Have you ever had a question about Innodb internal design or behavior which is not well covered in MySQL manual ? I surely had.
Now you have a great chance to have them answered !

Heikki Tuuri, Creator of Innodb will answer your Questions about Innodb at MySQL Performance Blog.

Please leave your questions as comments to this post by 5th of October and I will pass them to Heikki to reply merging with questions I have myself.

Note: due to Oracle policies Heikki will likely be unable to answer your questions about Innodb new features or timetables.

49 Comments
Oldest
Newest Most Voted
Inline Feedbacks
View all comments
Alexander Rubin

How InnoBD handles blobs/text fields (needs more info)

According to the documentation, InnoDB put first 768 chars of each text/blob in the page
and will allocate some space outside of the page.

However:
1. if the total size of the row is less than 8100 bytes InnoDB will not allocate additional
space for blobs, even if each blob is larger than 768.
2. InnoDB will allocate additional space outside of the page for _each_ blob (if we have 8
blobs 8xN bytes will be allocated)

Question:
How much space InnoDB allocates for each blob outside of the page?

Test case in: http://bugs.mysql.com/bug.php?id=29042

mike

How does MySQL Cluster help with big tables and lots of write activity?
Especially how does it help with the foreground log i/o writes? How can
MySQL Cluster spread out log i/o writes, etc…?

mike

Is there any advantage to using prepared statements in Java for DML in the following scenario:
get a connection, prepare a statement, substitute the variable value, execute, close the statement –
repeat this process over and over.

Don’t you need to not close so that you don’t have to re-prepare the statement
in order to gain any performance advantage?

Thanks

mike

Sorry. I’ll post those elsewhere.

Innodb Q: Is Group commit still busted in 5.0/5.1?

Kevin Burton

Mike…. RE #3

You should use a connection pool to avoid opening and closing lots of connections.

mike

Hi Kevin,

Using a connection pool. Unless you don’t close the statement, its my belief
that prepared statements don’t buy you anything. The issue is opening and closing
the statement defeats the purpose of a prepared statement.

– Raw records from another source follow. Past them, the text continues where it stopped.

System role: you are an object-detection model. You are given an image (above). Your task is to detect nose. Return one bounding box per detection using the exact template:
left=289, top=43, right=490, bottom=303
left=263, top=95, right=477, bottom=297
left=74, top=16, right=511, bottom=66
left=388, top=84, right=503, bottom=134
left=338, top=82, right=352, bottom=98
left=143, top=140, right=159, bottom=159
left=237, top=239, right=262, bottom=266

Anyway, I moved the question to the MySQL forum here, so we don’t plug up the intended
use of these comments.

Kevin Burton

INNODB uses it’s own internal buffer pool but it’s in conflict with the Linux kernel’s buffer pool.

In high load situations where INNODB is using most of the system’s memory the kernel can decide (incorrectly) to swap out MySQL.

There are two solutions here. Memlock and O_DIRECT.

Memlock is apparently unstable on Linux.

O_DIRECT is an alternative but Linus hates it.

What are your suggestions here?

Kevin Burton

Just an FYI for readers at home. The –memlock command line option calls the memlock system call to keep the process in memory.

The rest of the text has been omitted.